У меня был маленький, беленький котенок, на которого приятно было смотреть в минуты грусти. Вся его нехитрая жизнь была сплошной иллюзией: ни одного предмета не видел он таким, каков он есть, а вкладывал в него самостоятельное и очень интересное содержание. Поскребывание ножом он считал за несомненное приближение добычи или врага, настораживался, следил, прицеливался и нисколько не огорчался и не разочаровывался, когда ничего не находил. Очевидно, враг удрал, думал он и преспокойно переходил к очередным занятиям: прыганью вокруг шуршащего клочка бумаги или запутыванию клубка. Ни одной минуты не проводил он в бесплодном спокойствии. То он позорно трусил и надолго скрывался под диваном, то бурно ликовал, то впадал в глубокое недоумение и решал проклятые вопросы. Даже собственная его личность служила для него интересной загадкой и неиссякаемым источником удовольствий. Бывали у него моменты, когда он совершенно искренно принимал себя за кого-то другого и от изумления, восторга и ужаса впадал в столбняк. Собственный хвост он упорно считал совсем посторонним и притом враждебным обстоятельством и отчаянно, до потери сознания, боролся с ним.
И если бы я умел объясняться на кошачьем диалекте, уверяю вас, я ни за что не стал бы объяснять моему беленькому приятелю, что бумага есть просто бумага, нитка — просто нитка, а хвост — нечто неотъемлемое, навсегда ему присвоенное по законам природы. И временами я, человек, со всеми своими шестью чувствами и разумом, чувствовал себя обездоленным бедняком в сравнении с этой неразумной тварью, а жизнь свою — нищенской, плоской и скучной.

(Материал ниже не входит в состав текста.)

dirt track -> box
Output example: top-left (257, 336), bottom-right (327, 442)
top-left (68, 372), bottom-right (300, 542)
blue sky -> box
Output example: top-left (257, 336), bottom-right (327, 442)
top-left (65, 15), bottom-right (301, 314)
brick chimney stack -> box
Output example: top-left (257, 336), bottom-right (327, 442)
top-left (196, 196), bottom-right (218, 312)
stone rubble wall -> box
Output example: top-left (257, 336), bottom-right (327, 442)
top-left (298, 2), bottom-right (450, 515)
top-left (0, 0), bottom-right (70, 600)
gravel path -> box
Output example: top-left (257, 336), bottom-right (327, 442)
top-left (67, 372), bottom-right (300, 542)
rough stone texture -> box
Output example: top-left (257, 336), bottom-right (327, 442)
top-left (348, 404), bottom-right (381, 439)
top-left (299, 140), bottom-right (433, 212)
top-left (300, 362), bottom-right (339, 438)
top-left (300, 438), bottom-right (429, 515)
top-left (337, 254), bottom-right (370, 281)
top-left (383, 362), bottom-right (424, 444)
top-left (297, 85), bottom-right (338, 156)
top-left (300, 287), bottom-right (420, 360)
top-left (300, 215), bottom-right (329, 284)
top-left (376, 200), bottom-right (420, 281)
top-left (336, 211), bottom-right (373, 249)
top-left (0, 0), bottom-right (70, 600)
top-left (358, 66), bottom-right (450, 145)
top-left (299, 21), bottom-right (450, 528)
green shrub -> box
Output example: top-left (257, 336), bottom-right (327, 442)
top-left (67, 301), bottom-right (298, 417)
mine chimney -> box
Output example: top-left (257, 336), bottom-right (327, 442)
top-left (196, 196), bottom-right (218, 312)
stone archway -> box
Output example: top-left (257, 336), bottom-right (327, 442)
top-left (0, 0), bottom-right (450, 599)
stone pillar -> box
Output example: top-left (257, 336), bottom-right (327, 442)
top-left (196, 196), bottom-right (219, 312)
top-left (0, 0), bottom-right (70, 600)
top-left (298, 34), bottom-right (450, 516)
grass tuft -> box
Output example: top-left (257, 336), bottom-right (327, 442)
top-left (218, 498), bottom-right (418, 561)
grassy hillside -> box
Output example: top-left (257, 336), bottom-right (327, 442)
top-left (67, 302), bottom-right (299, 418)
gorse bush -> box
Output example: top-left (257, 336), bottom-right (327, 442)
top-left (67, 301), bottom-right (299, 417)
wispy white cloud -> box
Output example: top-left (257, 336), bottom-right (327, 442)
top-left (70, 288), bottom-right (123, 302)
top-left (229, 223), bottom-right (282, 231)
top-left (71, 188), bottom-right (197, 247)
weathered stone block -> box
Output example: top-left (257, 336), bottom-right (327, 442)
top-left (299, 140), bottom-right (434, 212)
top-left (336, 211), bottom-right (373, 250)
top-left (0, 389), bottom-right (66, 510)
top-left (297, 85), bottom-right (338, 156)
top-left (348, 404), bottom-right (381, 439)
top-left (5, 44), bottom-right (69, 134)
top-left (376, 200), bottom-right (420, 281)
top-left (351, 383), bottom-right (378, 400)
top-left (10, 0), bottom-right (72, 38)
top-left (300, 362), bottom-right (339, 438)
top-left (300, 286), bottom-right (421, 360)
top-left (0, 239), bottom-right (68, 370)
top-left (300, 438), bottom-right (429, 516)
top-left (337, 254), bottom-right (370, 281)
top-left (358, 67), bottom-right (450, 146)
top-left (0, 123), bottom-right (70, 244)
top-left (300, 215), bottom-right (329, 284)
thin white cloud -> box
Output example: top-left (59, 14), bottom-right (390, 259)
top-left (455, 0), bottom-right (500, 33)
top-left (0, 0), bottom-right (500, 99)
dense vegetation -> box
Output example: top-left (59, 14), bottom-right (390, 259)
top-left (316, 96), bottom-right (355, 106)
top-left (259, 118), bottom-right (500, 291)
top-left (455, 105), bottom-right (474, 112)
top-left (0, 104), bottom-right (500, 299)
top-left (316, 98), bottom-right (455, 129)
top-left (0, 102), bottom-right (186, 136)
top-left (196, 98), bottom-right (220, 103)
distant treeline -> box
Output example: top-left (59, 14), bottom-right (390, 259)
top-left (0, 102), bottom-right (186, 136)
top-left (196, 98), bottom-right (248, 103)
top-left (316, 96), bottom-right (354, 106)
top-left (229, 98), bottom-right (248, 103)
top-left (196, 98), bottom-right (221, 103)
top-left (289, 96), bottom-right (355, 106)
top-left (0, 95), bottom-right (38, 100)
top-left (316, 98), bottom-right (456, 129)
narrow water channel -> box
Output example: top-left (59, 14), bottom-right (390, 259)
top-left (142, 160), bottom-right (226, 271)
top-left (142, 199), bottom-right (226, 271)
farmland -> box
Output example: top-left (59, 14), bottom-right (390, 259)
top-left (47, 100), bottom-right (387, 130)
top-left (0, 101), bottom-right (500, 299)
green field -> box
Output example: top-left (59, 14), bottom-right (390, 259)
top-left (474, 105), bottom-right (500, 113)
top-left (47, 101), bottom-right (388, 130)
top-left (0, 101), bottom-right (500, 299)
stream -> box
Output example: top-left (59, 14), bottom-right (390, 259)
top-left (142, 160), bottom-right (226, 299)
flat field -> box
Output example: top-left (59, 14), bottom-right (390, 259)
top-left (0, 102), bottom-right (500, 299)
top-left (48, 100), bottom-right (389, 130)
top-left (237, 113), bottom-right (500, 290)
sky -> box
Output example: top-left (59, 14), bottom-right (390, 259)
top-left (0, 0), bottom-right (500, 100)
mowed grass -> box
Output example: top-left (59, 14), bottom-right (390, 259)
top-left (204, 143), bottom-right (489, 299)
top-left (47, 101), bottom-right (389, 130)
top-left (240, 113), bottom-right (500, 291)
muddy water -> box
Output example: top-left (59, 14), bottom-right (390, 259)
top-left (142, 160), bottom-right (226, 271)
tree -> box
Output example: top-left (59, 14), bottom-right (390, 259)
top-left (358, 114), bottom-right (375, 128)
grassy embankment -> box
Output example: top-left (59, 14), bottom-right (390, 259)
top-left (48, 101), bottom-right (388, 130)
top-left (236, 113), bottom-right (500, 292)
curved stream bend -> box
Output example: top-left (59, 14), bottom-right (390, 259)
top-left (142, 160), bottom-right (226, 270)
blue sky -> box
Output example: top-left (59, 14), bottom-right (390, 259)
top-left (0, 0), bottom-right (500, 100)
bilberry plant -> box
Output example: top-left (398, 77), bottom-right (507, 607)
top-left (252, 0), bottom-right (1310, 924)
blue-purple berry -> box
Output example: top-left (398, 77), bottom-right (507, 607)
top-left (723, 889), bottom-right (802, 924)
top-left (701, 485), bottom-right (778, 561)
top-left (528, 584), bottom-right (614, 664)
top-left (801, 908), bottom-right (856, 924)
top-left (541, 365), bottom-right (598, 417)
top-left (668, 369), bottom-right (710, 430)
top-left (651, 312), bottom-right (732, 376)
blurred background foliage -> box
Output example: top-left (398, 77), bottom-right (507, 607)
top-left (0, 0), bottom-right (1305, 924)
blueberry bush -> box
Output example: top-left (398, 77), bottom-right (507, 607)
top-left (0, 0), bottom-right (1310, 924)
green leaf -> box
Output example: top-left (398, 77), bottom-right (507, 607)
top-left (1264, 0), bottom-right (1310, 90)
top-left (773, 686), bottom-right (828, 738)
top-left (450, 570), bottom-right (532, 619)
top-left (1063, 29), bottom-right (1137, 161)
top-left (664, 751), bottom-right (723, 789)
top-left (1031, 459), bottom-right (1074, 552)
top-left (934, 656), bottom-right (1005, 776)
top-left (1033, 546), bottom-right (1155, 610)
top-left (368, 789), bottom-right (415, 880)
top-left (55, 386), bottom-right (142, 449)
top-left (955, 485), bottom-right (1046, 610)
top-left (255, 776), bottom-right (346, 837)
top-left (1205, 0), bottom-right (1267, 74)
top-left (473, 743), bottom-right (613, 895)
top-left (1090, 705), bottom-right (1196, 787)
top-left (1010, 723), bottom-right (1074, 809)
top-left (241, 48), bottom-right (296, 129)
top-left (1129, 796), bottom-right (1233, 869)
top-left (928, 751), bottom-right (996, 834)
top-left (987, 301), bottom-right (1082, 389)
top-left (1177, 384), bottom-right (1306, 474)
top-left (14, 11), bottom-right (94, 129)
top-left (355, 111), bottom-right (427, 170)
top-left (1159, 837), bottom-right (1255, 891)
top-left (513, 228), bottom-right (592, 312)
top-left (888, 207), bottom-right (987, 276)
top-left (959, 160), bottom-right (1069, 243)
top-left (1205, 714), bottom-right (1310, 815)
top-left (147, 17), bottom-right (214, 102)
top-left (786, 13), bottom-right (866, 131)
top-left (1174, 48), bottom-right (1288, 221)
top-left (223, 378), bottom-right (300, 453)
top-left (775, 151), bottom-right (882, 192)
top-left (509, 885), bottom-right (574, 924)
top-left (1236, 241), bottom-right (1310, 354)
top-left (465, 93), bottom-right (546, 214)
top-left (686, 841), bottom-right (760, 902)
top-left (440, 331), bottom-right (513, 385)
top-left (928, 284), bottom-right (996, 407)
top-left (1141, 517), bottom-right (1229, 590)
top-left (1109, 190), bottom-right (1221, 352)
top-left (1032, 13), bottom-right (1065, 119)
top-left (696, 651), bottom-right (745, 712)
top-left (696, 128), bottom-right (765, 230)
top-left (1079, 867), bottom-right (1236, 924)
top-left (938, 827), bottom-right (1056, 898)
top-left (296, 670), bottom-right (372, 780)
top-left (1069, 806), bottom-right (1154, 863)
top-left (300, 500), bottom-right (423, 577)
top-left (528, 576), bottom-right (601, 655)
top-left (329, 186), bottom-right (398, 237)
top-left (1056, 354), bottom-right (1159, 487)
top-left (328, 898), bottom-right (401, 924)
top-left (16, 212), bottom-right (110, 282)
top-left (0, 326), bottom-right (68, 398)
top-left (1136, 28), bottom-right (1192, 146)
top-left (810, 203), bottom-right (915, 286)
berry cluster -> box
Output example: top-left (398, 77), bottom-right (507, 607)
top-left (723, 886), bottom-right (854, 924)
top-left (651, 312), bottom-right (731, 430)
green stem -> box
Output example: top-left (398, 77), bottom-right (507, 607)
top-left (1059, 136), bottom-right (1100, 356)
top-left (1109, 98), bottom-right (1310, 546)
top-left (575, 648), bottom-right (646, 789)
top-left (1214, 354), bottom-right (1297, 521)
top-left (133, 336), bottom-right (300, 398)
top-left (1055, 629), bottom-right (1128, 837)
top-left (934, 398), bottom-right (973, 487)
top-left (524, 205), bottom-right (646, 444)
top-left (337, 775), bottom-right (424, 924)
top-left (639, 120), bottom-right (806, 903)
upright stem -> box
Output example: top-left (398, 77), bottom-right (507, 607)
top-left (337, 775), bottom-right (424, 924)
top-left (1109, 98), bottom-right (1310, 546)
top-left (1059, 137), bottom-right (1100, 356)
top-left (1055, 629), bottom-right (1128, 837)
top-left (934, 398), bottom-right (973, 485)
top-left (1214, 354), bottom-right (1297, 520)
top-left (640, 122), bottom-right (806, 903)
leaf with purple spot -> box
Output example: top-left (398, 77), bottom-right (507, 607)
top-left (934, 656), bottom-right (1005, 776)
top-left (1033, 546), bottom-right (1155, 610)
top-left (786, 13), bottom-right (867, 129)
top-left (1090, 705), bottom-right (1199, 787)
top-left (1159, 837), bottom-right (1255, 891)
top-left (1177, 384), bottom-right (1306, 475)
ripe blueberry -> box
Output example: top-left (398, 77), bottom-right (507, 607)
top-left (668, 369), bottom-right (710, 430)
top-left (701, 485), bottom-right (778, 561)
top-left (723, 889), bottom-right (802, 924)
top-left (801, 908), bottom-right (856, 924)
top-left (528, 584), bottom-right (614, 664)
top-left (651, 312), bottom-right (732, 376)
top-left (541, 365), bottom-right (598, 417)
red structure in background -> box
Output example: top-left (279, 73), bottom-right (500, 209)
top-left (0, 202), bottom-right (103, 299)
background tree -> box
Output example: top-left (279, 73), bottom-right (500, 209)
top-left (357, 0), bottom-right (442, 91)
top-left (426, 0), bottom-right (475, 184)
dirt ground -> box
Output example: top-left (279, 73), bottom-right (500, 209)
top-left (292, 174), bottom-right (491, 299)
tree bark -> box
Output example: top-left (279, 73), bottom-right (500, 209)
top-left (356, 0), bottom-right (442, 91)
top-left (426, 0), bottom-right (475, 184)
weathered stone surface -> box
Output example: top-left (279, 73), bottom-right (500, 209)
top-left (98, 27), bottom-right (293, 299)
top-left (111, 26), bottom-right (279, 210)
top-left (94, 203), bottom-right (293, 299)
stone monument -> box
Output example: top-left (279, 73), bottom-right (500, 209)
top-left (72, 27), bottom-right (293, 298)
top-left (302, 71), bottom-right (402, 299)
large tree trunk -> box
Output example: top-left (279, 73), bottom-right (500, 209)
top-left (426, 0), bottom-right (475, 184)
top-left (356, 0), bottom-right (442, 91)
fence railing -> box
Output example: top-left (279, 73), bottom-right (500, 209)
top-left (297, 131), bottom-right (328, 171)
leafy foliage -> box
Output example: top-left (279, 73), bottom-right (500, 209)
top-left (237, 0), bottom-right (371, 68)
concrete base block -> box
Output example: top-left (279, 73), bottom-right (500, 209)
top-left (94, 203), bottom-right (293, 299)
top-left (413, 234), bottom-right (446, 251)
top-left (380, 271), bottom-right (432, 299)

Потом котенок вырос и стал молодым котом. У него завелись знакомства и связи, и были ли среди его приятелей скептики, черт знает чего ему нагородившие, или женщина ему изменила, или попросту пора такая пришла, но от многих иллюзий он, по-видимому, отрешился. Бумажку с ниткой он признавал и, будучи в хорошем настроении, не прочь был с ней повозиться, хотя уже не столько для себя, сколько для людей, но хвост свой положительно игнорировал и к поскребыванию пальцем относился иронически.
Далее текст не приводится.